Avec l’émergence de la peinture expressionniste et abstraite, les crayons à l’huile Raffaëlli sont toutefois tombés en désuétude. Mais peu après la Seconde Guerre mondiale, les pastels à l’huile ont refait leur apparition comme moyen d’expression artistique, avec de nouvelles formules et sous l’influence de Pablo Picasso, alors âgé de 70 ans. Entre-temps, l’artiste mondialement connu avait continué à s’intéresser aux crayons à l’huile. En 1949, il a mis à profit ses relations et sa renommée pour se faire fabriquer des pastels à l’huile de haute qualité par le fabricant de couleurs français Henri Sennelier.

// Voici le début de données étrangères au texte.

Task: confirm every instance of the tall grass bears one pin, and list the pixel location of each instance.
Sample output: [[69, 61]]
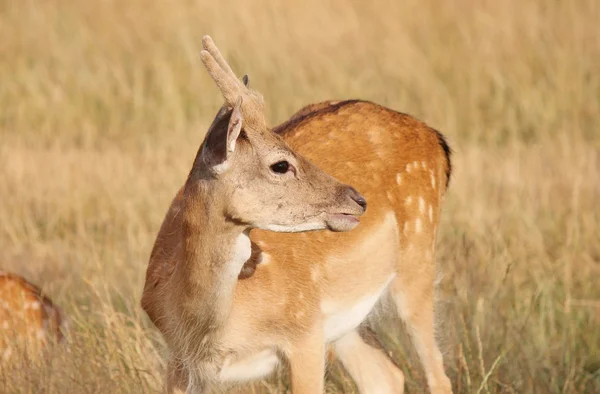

Il existe deux versions de cette histoire. La première raconte que, pendant la guerre, la production de crayons à l’huile Raffaëlli avait été interrompue. Picasso avait épuisé ses réserves et avait demandé à Sennelier de lui fournir de nouveaux crayons. L’histoire de l’entreprise Sennelier raconte toutefois une version légèrement différente. Selon celle-ci, le célèbre artiste n’était pas satisfait de la qualité des pastels à l’huile de la marque et s’était donc adressé à Sennelier. « Made for Picasso » : c’est encore aujourd’hui le slogan utilisé par le fabricant pour promouvoir ses pastels à l’huile.
Cependant, d’autres fabricants tels que Caran d’Ache, Faber-Castell, Talens ou la société japonaise Holbein ont rapidement mis sur le marché des produits d’excellente qualité artistique, et les pastels à l’huile ont conquis leur place aux côtés des pastels secs, tant dans le domaine artistique que dans celui des loisirs créatifs.